Para o deputado, o sistema distrital, onde os candidatos são escolhidos proporcionalmente, é o ideal porque dará maior clareza ao processo eleitoral. “As pessoas vão saber onde cobrar, porque os políticos vão ser responsáveis por representar um distrito específico. O PFL defende o voto distrital, o financiamento público de campanha e também a fidelidade partidária”, afirmou.
O líder do PSDB, Antonio Carlos Pannunzio, defende o sistema de escolha misto, com os cargos majoritários, como presidente e governador, escolhidos nos distritos em que seriam divididos os colégios eleitorais; e os cargos locais, como deputados e vereadores, por meio de listas partidárias. “Mas, antes, temos que ver como ficam as fusões dos partidos que não se enquadraram nas exigências da cláusula de barreira. Não é possível ter um partido se unindo a outro com ideologia totalmente distinta”, advertiu.
O deputado, único dos líderes na mesa de debates a ter participado da votação da emenda que instituiu a reeleição, disse que hoje defende o fim da reeleição.

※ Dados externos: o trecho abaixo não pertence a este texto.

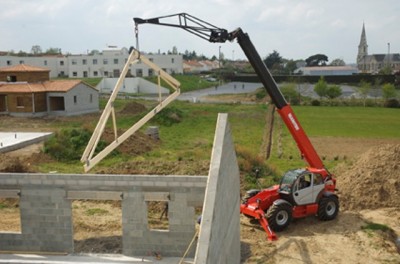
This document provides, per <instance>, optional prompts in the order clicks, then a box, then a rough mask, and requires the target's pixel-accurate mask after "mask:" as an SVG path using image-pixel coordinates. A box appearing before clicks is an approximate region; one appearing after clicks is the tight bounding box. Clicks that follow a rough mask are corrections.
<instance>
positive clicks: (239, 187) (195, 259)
mask: <svg viewBox="0 0 400 264" xmlns="http://www.w3.org/2000/svg"><path fill="white" fill-rule="evenodd" d="M227 120H228V115H227V114H219V116H218V122H217V129H216V133H215V137H214V148H213V152H212V156H211V164H210V171H209V175H208V182H207V189H206V194H205V200H204V206H203V214H202V221H201V225H200V230H201V232H200V235H199V240H198V243H197V250H196V256H195V263H229V264H231V263H240V209H239V207H240V173H239V167H238V164H237V160H236V153H235V148H234V144H233V141H232V137H231V131H230V127H229V124H228V121H227Z"/></svg>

Já o líder do PT, Henrique Fontana, registrou que tem restrições quanto ao voto distrital. Para ele, o sistema afastaria os parlamentares dos assuntos nacionais. “Acho que o voto distrital acaba por retirar o componente do parlamentar que discute mais os temas nacionais. Tenho temor de uma transformação do deputado federal em quase um vereador”, revelou.